Thursday, August 8, 2013

The Power of Silence


Once every summer, we drive 4 and a half hours north to find silence.  This morning, I woke up to sunshine leaking past the curtains.  I walked down to the dock on Flour Lake.  When I am in the city, this is the place I imagine when instructed to go to a favorite restorative spot in my mind.  This dock, these gently lapping waves, the line of pines reflected in the water, the white, billowing clouds. An eagle circling over the trees to my right. Today, I settled on the dock cross-legged, drank in the beloved view, and closed my eyes. 

At first, I heard nothing.  My city battered ears felt dull and muffled.  I breathed in,  letting the taste of cool water and pine linger in the back of my throat. A spot of sun burning on my left cheek.  Gradually, as my ears settled into the quiet, I began to hear.  A single car passing on the access road a mile away.  Birds chirping. A bluejay’s squawk.  The slight movement of leaves in the breeze.  And then, the mad cackling of a pair of loons, calling to each other, over and over on Hungry Jack Lake - the next lake over in the lacy pattern of scattered water that makes up the Boundary Waters. 

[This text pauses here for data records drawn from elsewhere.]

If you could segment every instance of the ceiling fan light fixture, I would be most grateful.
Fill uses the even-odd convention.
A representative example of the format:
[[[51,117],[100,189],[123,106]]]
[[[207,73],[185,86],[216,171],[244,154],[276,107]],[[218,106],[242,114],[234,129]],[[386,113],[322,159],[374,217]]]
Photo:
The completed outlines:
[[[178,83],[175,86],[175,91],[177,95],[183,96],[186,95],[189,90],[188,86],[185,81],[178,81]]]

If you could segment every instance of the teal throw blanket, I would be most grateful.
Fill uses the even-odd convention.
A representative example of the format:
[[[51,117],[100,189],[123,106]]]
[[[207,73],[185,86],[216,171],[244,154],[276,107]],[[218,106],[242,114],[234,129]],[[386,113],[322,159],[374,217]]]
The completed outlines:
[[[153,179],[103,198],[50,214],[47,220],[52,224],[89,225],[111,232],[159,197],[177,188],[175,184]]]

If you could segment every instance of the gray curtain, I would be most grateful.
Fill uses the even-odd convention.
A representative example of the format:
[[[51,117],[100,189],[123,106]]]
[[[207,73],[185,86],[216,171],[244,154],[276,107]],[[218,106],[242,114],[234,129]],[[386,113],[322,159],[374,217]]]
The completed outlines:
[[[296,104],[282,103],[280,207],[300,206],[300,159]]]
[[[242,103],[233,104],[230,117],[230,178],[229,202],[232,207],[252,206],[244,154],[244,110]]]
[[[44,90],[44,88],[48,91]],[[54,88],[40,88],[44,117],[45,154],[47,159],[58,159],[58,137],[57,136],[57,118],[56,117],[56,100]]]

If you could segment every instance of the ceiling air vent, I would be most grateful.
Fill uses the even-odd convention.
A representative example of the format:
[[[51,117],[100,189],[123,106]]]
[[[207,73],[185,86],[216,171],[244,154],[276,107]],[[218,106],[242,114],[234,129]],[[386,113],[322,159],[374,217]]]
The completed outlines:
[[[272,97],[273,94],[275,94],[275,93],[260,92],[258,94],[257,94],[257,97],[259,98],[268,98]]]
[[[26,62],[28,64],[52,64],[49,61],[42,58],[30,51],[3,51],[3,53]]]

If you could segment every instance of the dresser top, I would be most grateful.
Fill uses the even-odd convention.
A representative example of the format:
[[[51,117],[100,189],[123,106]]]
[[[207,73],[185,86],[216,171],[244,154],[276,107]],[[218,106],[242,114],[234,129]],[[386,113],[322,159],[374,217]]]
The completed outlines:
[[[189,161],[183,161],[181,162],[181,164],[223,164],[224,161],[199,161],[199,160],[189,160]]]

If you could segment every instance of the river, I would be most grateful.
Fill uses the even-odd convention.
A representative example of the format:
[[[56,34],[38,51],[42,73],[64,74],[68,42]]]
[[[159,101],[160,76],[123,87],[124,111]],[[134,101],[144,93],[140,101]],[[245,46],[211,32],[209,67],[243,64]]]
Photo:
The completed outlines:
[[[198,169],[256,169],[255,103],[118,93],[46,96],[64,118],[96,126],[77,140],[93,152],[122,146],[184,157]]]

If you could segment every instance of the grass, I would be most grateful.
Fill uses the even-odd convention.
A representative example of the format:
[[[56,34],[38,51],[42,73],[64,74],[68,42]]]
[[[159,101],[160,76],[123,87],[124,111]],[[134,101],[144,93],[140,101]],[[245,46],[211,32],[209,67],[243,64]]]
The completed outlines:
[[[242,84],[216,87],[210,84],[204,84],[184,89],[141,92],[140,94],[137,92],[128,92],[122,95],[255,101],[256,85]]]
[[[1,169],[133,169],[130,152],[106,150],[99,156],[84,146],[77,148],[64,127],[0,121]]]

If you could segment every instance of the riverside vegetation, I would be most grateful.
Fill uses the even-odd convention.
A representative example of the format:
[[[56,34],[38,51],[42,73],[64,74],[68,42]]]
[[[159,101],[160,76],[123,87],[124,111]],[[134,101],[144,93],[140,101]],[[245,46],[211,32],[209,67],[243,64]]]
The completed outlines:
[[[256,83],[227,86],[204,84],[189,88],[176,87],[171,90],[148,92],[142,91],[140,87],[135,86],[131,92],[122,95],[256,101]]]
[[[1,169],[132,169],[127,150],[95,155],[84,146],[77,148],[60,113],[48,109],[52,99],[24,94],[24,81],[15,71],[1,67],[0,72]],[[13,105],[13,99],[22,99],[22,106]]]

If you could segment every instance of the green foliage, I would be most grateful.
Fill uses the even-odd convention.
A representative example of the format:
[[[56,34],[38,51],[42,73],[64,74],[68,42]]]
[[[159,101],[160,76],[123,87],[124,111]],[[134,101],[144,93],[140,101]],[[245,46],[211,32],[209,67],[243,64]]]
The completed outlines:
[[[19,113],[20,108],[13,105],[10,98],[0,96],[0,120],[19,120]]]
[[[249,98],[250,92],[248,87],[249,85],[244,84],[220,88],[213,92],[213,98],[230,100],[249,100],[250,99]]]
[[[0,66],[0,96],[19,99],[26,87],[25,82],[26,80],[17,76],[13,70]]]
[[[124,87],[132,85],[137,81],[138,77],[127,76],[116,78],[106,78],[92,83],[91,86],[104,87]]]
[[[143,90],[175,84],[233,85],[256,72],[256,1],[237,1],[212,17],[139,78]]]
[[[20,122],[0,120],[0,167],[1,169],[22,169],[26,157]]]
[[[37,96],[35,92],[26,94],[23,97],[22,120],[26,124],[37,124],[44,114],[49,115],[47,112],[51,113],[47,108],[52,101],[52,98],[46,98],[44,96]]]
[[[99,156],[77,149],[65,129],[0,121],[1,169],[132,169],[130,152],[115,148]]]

I feel my edges dissolve.  This is it. I am home on this precious planet Earth.




Tuesday, August 6, 2013

Who's Got Soul?




A few days ago, the afternoon DJ on the Current played an Al Green song.  To my surprise I found myself singing along.  When I  got to my studio I plugged in my iPhone, booted up Pandora and set up 70’s soul as a new station.  All afternoon, I left it on, as I slip cast elements for a new sculpture.  It took a few hours - I go into a creative trance when I work, so I’m not consciously paying attention - before I realized that I knew all of this music.  During the 70’s,  I didn’t think I  listened to it.  Didn’t listen to it consciously at least.  I never bought a single Soul record.  Because in South Carolina, Soul was the music played at high school dances, the background on the radio, drifting across bars in Myrtle Beach, wafting from frat houses on summer afternoons.  It was the music favored by white cheerleaders and crew-cut boys in chinos and alligator shirts, and it was everything I was trying to avoid.  

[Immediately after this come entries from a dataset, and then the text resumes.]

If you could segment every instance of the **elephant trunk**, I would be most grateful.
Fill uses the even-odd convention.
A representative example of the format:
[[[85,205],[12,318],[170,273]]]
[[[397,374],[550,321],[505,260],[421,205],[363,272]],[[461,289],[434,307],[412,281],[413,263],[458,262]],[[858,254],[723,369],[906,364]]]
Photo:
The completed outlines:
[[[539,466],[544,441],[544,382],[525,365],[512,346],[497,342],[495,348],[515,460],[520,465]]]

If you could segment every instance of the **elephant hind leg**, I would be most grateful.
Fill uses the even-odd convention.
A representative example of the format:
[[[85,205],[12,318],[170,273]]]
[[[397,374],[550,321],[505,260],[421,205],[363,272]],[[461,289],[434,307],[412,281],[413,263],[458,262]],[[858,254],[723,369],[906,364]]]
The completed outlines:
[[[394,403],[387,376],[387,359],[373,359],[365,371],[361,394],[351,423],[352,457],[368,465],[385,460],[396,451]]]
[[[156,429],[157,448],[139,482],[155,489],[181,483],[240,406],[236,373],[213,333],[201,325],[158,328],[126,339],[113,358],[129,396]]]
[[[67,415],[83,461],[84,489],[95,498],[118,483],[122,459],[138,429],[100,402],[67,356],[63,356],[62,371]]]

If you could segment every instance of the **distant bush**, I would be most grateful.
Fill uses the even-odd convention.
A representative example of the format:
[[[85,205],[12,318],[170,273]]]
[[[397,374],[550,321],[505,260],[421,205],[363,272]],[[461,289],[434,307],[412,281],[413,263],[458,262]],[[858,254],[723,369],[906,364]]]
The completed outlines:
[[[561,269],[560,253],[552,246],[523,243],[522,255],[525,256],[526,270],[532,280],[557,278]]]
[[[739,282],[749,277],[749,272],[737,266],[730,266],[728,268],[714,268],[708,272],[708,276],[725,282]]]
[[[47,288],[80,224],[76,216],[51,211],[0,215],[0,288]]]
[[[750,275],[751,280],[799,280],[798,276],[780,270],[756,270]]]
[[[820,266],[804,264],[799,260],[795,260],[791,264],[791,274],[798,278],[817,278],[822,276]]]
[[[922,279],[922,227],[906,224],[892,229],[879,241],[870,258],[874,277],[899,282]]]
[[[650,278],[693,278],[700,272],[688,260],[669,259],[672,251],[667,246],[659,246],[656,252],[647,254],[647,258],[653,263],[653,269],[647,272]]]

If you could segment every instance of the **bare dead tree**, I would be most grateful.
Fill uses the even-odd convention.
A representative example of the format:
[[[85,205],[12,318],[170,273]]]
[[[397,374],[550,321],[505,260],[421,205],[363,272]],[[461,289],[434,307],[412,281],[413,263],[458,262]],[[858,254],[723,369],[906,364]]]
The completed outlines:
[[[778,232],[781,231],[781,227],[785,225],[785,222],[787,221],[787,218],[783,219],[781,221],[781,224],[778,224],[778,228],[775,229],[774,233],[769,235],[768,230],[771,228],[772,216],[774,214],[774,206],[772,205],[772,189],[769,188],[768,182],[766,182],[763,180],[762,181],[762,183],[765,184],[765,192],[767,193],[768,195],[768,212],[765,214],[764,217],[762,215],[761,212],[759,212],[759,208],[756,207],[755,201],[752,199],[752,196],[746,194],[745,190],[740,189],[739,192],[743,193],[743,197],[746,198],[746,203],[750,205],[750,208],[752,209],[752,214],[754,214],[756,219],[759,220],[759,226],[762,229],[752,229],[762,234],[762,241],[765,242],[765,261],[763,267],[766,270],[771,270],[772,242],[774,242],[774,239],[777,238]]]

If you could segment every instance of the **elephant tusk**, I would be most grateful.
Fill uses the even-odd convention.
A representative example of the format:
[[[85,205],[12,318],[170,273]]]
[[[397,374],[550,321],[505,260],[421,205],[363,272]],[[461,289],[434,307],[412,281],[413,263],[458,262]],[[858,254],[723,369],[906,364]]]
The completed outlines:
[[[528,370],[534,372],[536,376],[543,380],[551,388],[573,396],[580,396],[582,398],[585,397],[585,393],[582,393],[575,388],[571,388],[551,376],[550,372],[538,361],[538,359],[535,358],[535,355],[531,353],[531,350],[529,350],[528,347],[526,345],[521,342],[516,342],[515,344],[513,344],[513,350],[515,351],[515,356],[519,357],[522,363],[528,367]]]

I listened to Cream and the Stones and later Acid Rock and early Heavy Metal.  I played Led Zeppelin II until I had not only memorized the words to every song,  I could sing them in order.  I banded together with all the long-haired outsiders marooned in Clemson  - a small community even in the early seventies.  We’d wander past the frat houses late on a Saturday night, certain we were superior to those drunken boys risking their lives balancing on window ledges in their liquor haze.  To the strains of the Supremes and the Temptations.  

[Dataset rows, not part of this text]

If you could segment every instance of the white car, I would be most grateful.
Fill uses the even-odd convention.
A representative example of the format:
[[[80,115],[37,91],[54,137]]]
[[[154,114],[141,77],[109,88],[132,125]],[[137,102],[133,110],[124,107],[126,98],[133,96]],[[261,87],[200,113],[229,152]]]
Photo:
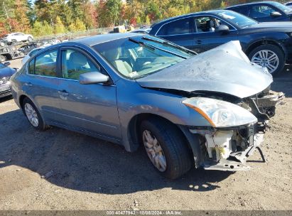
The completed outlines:
[[[33,56],[34,54],[36,54],[36,53],[38,53],[38,51],[40,51],[40,50],[43,49],[43,47],[39,47],[37,48],[35,48],[32,50],[31,50],[31,52],[29,52],[26,56],[24,56],[24,58],[22,59],[21,60],[21,65],[23,65],[28,60]]]
[[[8,35],[5,35],[2,38],[4,40],[7,41],[8,43],[15,43],[21,41],[32,41],[33,37],[32,35],[28,35],[23,33],[11,33]]]

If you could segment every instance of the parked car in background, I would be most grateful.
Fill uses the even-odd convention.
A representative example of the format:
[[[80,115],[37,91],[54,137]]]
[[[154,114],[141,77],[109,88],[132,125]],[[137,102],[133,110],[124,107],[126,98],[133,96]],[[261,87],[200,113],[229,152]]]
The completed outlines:
[[[55,56],[55,57],[54,57]],[[202,54],[145,34],[99,35],[48,47],[11,78],[36,129],[54,125],[134,151],[158,171],[249,169],[283,94],[238,41]]]
[[[33,40],[33,37],[32,35],[25,34],[23,33],[11,33],[5,35],[2,39],[8,43],[16,43],[17,42],[23,41],[31,42]]]
[[[292,9],[276,1],[261,1],[239,4],[226,8],[259,22],[292,21]]]
[[[24,56],[24,58],[21,60],[21,65],[23,65],[28,60],[33,56],[34,54],[36,54],[36,53],[38,53],[38,51],[41,50],[42,49],[43,49],[43,47],[39,47],[37,48],[35,48],[32,50],[31,50],[26,56]]]
[[[37,47],[38,45],[36,43],[27,43],[21,46],[18,48],[18,51],[22,52],[24,55],[26,55]]]
[[[11,95],[10,77],[16,72],[15,68],[8,67],[9,62],[0,63],[0,98]]]
[[[151,30],[151,28],[139,28],[139,29],[132,31],[131,32],[148,34],[149,33],[150,30]]]
[[[197,53],[231,40],[239,40],[252,62],[279,74],[292,61],[292,23],[258,23],[227,10],[171,18],[152,26],[149,34]]]

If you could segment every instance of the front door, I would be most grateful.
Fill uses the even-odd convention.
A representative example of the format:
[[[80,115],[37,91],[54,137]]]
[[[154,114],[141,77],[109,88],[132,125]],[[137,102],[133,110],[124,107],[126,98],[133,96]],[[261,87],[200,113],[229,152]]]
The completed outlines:
[[[161,26],[156,36],[193,50],[193,21],[191,18],[184,18],[169,22]]]
[[[28,64],[29,76],[23,76],[21,80],[23,92],[31,95],[47,123],[57,121],[60,113],[57,55],[58,49],[37,55]]]
[[[82,50],[67,48],[62,48],[60,52],[63,79],[58,95],[63,114],[62,122],[74,129],[120,140],[116,86],[113,82],[80,84],[80,75],[90,72],[105,73],[104,69]]]

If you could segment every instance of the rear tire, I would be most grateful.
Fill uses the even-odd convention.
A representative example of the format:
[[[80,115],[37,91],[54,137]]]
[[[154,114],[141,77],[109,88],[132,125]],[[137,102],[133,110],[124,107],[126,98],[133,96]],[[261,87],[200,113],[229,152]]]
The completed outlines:
[[[152,144],[146,136],[150,139],[152,137],[154,140]],[[164,177],[175,179],[190,169],[191,151],[188,148],[185,139],[175,125],[154,118],[144,120],[141,124],[140,137],[150,161]],[[158,159],[156,160],[156,157]],[[159,161],[157,162],[158,165],[156,161]]]
[[[252,50],[249,58],[259,65],[266,67],[273,76],[281,74],[285,66],[284,53],[279,46],[272,44],[261,45]]]
[[[29,123],[31,123],[31,126],[36,129],[43,131],[48,128],[48,126],[45,124],[36,105],[28,97],[23,99],[22,109]]]

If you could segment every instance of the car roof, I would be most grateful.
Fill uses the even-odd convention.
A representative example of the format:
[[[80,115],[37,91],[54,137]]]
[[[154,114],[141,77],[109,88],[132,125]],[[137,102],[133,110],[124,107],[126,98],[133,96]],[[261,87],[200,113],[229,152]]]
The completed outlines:
[[[253,4],[271,4],[271,2],[274,2],[274,1],[254,1],[254,2],[246,3],[246,4],[239,4],[233,5],[233,6],[227,7],[226,9],[228,9],[236,8],[236,7],[242,6],[253,5]]]
[[[107,33],[103,35],[97,35],[94,36],[89,36],[86,38],[82,38],[78,39],[74,39],[70,41],[82,43],[89,46],[97,45],[99,43],[115,40],[118,39],[129,38],[137,36],[144,36],[144,34],[137,33]]]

As I trimmed excess clay, an image from a spend-the-night party circa 1969 popped into my head.  Three of my classmates - well-behaved 15 year-old white girls whose parents had deep roots in the South - sitting on the floor, deep in the night, playing a new record.  Who was it?  Otis Redding? Lou Rawls?  One was holding the album cover - I remember a sexy black man portrayed on a white background -  cradling it in her freckled arms, gushing over the music, the voice, ultimately the man.  The other two looking on enthralled.  

The memory is crisp. I must have retained this image because of my confusion.  The girls were clearly crushing on this man the way I thrilled to the bad boys of Rock. I couldn’t square what I saw with the rules of racial politics I’d pieced together by painstaking observation.  What I saw sensed was lush and sticky, forbidden.    There, in the studio, 45 years later, I got it.  In the South of 1969, no other music could touch the level of danger and rebellion of Soul.